Cette décision, somme toute normale et ordinaire dans tout État de droit digne de ce nom, a été accueillie avec à la fois un énorme soulagement et une grande surprise par les populations sénégalaises, plutôt habituées en l’espèce, à des verdicts de politique politicienne émanant d’une justice aux ordres. Craignant peut-être une seconde défaite qui pourrait apparaitre alors comme une humiliation, l’agent judiciaire de l’État a choisi in extremis de se désister en renonçant à poursuivre son recours devant la Cour d’appel de Ziguinchor, le système préférant sans doute miser sur l’audience du 26 octobre de la Cour Suprême, portant sur « l’affaire Mbaye Prodac ».
En effet, le système reste le système, en tant qu’ensemble organisé de relations et d’interrelations, expression d’un pouvoir au service d’intérêts déterminés, s’exerçant à travers des démembrements fonctionnels en termes d’Exécutif, de législatif et de judiciaire, avec son administration, son commandement territorial, ses gouverneurs, préfets et sous-préfets convertis en acteurs partisans, ses lois, règlements et institutions, ses organes répressifs, militaires et sécuritaires, son socle social, culturel et idéologique, ses mécanismes de reproduction et de perpétuation (CF ma contribution : Sonko, la désobéissance civique et l’antisystème, in SenePlus.com du 19 mai 2023).
Voilà pourquoi, quand l’opinion en arrive à souhaiter que l’exception devienne la règle, ou qu’une seule hirondelle suffise à faire le printemps, c’est là le signe irréfutable que le système est pourri et qu’il urge de le dessoucher ! Et dans ce cadre, à l’intérieur du système, des acteurs individuels armés de leur conscience, de leur probité et éthique de responsabilité, servent souvent d’éclaireurs, à l’exemple tout frais du Juge Sabassy Faye, ou juste quelques jours avant lui, de l‘Avocat général près la Cour Suprême Mme Marième Gueye Diop. A y regarder d’ailleurs de plus près, bien souvent ce type de postures n’est point de circonstance, il relève plutôt de toute une trajectoire, toute une éducation qui forgent l’âme de la personne : du tandale, jikko la !

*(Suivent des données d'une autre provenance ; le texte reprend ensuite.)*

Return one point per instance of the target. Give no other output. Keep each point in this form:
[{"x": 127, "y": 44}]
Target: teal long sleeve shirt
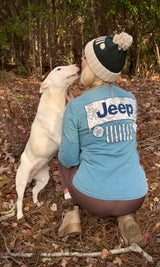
[{"x": 99, "y": 134}]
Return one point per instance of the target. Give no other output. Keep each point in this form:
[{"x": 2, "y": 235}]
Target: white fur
[{"x": 45, "y": 136}]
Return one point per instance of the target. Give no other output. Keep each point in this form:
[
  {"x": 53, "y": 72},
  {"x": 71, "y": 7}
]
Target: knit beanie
[{"x": 106, "y": 55}]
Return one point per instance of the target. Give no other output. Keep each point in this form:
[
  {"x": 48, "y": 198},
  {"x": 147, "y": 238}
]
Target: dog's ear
[{"x": 43, "y": 87}]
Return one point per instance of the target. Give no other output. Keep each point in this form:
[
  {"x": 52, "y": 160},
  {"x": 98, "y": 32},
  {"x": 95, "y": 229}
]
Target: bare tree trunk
[
  {"x": 157, "y": 52},
  {"x": 40, "y": 47}
]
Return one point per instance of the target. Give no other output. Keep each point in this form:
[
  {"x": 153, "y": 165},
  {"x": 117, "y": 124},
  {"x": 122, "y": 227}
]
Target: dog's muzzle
[{"x": 77, "y": 73}]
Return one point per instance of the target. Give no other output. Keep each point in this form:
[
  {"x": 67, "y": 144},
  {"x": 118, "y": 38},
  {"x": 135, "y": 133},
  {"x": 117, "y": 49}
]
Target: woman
[{"x": 99, "y": 162}]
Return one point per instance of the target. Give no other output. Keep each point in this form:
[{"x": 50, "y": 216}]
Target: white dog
[{"x": 45, "y": 136}]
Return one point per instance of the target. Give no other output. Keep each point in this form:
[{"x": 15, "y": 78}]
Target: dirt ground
[{"x": 36, "y": 233}]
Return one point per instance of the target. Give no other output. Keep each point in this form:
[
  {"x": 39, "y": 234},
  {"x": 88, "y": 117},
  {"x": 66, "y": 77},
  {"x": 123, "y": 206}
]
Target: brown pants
[{"x": 96, "y": 206}]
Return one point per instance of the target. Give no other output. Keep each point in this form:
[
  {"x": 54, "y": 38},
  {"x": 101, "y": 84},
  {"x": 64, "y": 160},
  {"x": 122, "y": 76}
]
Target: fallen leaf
[
  {"x": 54, "y": 207},
  {"x": 104, "y": 254},
  {"x": 117, "y": 261},
  {"x": 147, "y": 237},
  {"x": 26, "y": 232}
]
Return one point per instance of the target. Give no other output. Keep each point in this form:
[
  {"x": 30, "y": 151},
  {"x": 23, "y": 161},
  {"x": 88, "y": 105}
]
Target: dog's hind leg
[
  {"x": 22, "y": 178},
  {"x": 42, "y": 178}
]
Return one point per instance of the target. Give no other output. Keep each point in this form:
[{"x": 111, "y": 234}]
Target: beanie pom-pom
[{"x": 123, "y": 40}]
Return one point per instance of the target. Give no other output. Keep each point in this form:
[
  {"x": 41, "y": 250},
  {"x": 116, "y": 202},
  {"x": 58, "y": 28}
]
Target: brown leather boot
[
  {"x": 130, "y": 231},
  {"x": 71, "y": 224}
]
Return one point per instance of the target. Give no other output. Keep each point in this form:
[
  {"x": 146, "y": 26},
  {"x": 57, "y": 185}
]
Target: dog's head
[{"x": 61, "y": 77}]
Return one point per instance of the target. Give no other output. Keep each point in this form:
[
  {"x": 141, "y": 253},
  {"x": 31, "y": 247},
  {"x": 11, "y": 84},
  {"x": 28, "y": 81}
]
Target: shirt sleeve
[{"x": 69, "y": 150}]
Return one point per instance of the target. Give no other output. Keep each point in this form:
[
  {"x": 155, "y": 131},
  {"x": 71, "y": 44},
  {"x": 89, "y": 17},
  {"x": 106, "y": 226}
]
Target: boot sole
[
  {"x": 132, "y": 234},
  {"x": 71, "y": 229}
]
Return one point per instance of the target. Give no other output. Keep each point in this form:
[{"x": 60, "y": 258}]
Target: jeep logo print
[{"x": 110, "y": 109}]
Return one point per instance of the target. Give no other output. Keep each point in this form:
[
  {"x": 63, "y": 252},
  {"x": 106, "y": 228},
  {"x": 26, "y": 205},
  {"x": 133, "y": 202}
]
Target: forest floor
[{"x": 36, "y": 233}]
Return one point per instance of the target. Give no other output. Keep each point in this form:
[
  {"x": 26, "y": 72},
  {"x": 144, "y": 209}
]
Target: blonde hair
[{"x": 89, "y": 78}]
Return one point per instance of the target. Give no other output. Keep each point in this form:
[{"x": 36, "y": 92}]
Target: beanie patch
[{"x": 106, "y": 55}]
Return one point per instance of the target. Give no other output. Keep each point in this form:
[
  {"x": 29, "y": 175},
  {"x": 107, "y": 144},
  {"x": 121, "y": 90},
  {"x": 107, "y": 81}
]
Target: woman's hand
[{"x": 69, "y": 97}]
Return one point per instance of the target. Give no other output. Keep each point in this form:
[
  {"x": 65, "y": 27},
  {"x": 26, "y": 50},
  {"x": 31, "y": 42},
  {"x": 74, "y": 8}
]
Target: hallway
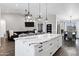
[{"x": 69, "y": 48}]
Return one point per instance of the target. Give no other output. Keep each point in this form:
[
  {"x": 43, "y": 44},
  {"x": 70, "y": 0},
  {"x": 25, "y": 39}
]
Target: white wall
[{"x": 15, "y": 22}]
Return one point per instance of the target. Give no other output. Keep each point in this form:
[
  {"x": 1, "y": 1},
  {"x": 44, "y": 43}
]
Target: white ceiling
[{"x": 62, "y": 10}]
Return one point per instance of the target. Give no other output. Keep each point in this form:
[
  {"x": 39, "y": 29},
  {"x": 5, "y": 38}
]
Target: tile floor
[{"x": 69, "y": 48}]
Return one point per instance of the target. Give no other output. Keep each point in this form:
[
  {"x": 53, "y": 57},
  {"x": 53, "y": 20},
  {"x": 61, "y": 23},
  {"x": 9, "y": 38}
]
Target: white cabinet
[{"x": 46, "y": 48}]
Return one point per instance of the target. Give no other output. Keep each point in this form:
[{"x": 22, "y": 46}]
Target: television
[{"x": 29, "y": 24}]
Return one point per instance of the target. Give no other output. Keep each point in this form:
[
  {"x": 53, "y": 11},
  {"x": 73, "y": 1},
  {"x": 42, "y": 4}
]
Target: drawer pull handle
[
  {"x": 50, "y": 44},
  {"x": 41, "y": 50},
  {"x": 50, "y": 52},
  {"x": 40, "y": 46}
]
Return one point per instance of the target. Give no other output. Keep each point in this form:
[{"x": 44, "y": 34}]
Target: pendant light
[
  {"x": 28, "y": 16},
  {"x": 39, "y": 17},
  {"x": 46, "y": 14}
]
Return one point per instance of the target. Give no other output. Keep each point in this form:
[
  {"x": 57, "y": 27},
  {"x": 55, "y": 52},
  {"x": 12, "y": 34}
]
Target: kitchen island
[{"x": 38, "y": 45}]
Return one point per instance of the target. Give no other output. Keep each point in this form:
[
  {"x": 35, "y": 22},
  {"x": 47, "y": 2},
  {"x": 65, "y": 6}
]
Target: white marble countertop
[{"x": 38, "y": 38}]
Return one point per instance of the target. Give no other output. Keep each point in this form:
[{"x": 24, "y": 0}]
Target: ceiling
[{"x": 62, "y": 10}]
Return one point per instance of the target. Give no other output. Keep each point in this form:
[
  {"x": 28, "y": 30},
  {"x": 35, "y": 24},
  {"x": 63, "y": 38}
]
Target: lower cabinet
[{"x": 48, "y": 48}]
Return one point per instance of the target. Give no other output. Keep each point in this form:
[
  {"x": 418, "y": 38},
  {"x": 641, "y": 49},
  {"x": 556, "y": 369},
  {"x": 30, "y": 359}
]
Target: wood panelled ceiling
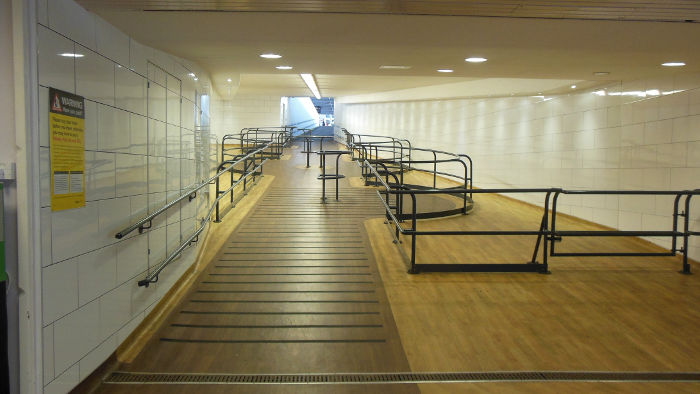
[{"x": 650, "y": 10}]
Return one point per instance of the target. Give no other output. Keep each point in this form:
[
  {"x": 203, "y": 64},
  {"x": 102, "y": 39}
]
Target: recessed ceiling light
[
  {"x": 311, "y": 84},
  {"x": 394, "y": 67}
]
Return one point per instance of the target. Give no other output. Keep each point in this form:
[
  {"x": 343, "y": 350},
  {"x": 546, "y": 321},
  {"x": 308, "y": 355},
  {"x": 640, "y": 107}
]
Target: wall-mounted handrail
[
  {"x": 191, "y": 195},
  {"x": 152, "y": 277}
]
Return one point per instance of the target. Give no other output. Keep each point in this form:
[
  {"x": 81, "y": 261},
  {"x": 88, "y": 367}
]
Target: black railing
[
  {"x": 253, "y": 163},
  {"x": 398, "y": 157},
  {"x": 547, "y": 234}
]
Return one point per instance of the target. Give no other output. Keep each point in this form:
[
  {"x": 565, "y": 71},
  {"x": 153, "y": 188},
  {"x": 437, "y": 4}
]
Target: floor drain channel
[{"x": 399, "y": 378}]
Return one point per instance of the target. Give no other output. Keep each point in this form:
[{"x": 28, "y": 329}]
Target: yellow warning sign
[{"x": 67, "y": 131}]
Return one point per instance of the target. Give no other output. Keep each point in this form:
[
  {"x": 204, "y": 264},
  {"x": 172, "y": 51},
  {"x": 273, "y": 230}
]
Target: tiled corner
[
  {"x": 75, "y": 335},
  {"x": 59, "y": 289}
]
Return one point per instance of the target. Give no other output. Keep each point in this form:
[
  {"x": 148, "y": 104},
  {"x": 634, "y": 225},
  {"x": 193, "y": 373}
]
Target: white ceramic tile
[
  {"x": 173, "y": 141},
  {"x": 139, "y": 207},
  {"x": 111, "y": 42},
  {"x": 132, "y": 257},
  {"x": 130, "y": 91},
  {"x": 90, "y": 125},
  {"x": 73, "y": 21},
  {"x": 115, "y": 310},
  {"x": 45, "y": 176},
  {"x": 124, "y": 332},
  {"x": 54, "y": 70},
  {"x": 138, "y": 57},
  {"x": 94, "y": 76},
  {"x": 43, "y": 116},
  {"x": 97, "y": 356},
  {"x": 73, "y": 231},
  {"x": 156, "y": 102},
  {"x": 157, "y": 138},
  {"x": 48, "y": 353},
  {"x": 173, "y": 174},
  {"x": 59, "y": 289},
  {"x": 65, "y": 382},
  {"x": 75, "y": 335},
  {"x": 139, "y": 134},
  {"x": 173, "y": 108},
  {"x": 112, "y": 129},
  {"x": 131, "y": 174},
  {"x": 42, "y": 16},
  {"x": 156, "y": 174},
  {"x": 157, "y": 243},
  {"x": 45, "y": 236},
  {"x": 100, "y": 175},
  {"x": 97, "y": 273}
]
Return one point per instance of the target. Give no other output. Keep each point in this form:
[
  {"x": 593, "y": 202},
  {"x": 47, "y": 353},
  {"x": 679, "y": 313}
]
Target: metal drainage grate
[{"x": 399, "y": 378}]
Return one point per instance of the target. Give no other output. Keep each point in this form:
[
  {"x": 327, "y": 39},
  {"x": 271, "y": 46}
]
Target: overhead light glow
[
  {"x": 394, "y": 67},
  {"x": 71, "y": 54},
  {"x": 309, "y": 80}
]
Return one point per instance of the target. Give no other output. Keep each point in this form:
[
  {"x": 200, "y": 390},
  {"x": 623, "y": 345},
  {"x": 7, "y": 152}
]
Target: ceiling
[
  {"x": 344, "y": 48},
  {"x": 660, "y": 10}
]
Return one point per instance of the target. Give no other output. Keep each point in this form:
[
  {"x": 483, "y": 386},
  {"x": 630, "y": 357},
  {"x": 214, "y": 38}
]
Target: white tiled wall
[
  {"x": 140, "y": 142},
  {"x": 648, "y": 138},
  {"x": 246, "y": 111}
]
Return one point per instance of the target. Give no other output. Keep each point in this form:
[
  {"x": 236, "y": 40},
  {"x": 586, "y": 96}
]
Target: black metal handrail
[
  {"x": 547, "y": 234},
  {"x": 152, "y": 276}
]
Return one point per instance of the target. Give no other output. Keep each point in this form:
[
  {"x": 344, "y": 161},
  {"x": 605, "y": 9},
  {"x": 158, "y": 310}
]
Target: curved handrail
[{"x": 191, "y": 195}]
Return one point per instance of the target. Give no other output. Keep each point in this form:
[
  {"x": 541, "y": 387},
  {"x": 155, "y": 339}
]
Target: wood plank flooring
[{"x": 295, "y": 289}]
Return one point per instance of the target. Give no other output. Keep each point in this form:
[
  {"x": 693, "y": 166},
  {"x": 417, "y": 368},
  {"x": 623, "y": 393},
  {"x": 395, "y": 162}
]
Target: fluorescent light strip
[{"x": 309, "y": 80}]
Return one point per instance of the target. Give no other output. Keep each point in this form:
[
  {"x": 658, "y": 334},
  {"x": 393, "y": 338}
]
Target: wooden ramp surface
[{"x": 295, "y": 289}]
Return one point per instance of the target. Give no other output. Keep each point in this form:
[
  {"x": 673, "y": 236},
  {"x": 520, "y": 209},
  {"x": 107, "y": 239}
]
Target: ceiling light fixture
[
  {"x": 311, "y": 84},
  {"x": 394, "y": 67}
]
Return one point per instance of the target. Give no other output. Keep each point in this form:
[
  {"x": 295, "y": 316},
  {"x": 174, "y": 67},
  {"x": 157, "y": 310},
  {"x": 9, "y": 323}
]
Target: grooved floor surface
[{"x": 295, "y": 289}]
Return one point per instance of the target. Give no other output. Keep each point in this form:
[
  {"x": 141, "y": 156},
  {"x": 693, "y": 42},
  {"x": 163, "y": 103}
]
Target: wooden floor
[{"x": 305, "y": 287}]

L’UMS a eu à recadrer l’agent judiciaire de l’État, mais le système reste le système et il s’octroie toujours les moyens « légaux », surtout dans nos ‘’démocraties arachidières ou bananières’’, de faire bloquer, saboter ou remettre en cause les décisions de justice prononcées en sa défaveur. Les moments des tournants décisifs ou des choix clairs agissent bien souvent comme des révélateurs chimiques : les diables et les diablotins sortent de leurs boites, apparaissant au grand jour ; les rats quittent le navire ; les militant-e-s authentiques des causes justes assument leur éthique de responsabilité, d’abord personnelle puis collective, en fidélité à un choix libre et volontaire, porté par un engagement solidaire autour d’un idéal commun.
A présent, le constat est fait : le pouvoir ne peut plus diriger comme avant, et le peuple n’accepte plus d’être dirigé comme avant : seule la résistance populaire, légitime et diversifiée en marche, arrivera à inverser les rapports de forces, à créer les conditions nécessaires jusqu’à faire basculer des pans entiers du système en place dans le camp de ‘’l’antisystème’’, le camp de l’alternative populaire. Organiser et réussir, à travers le parrainage citoyen, le plébiscite de la candidature de Sonko, participe de cette résistance et de cette marche vers la victoire finale, dans l’engagement, la détermination et la solidarité.
Madieye Mbodj est Professeur de Lettres à la retraite.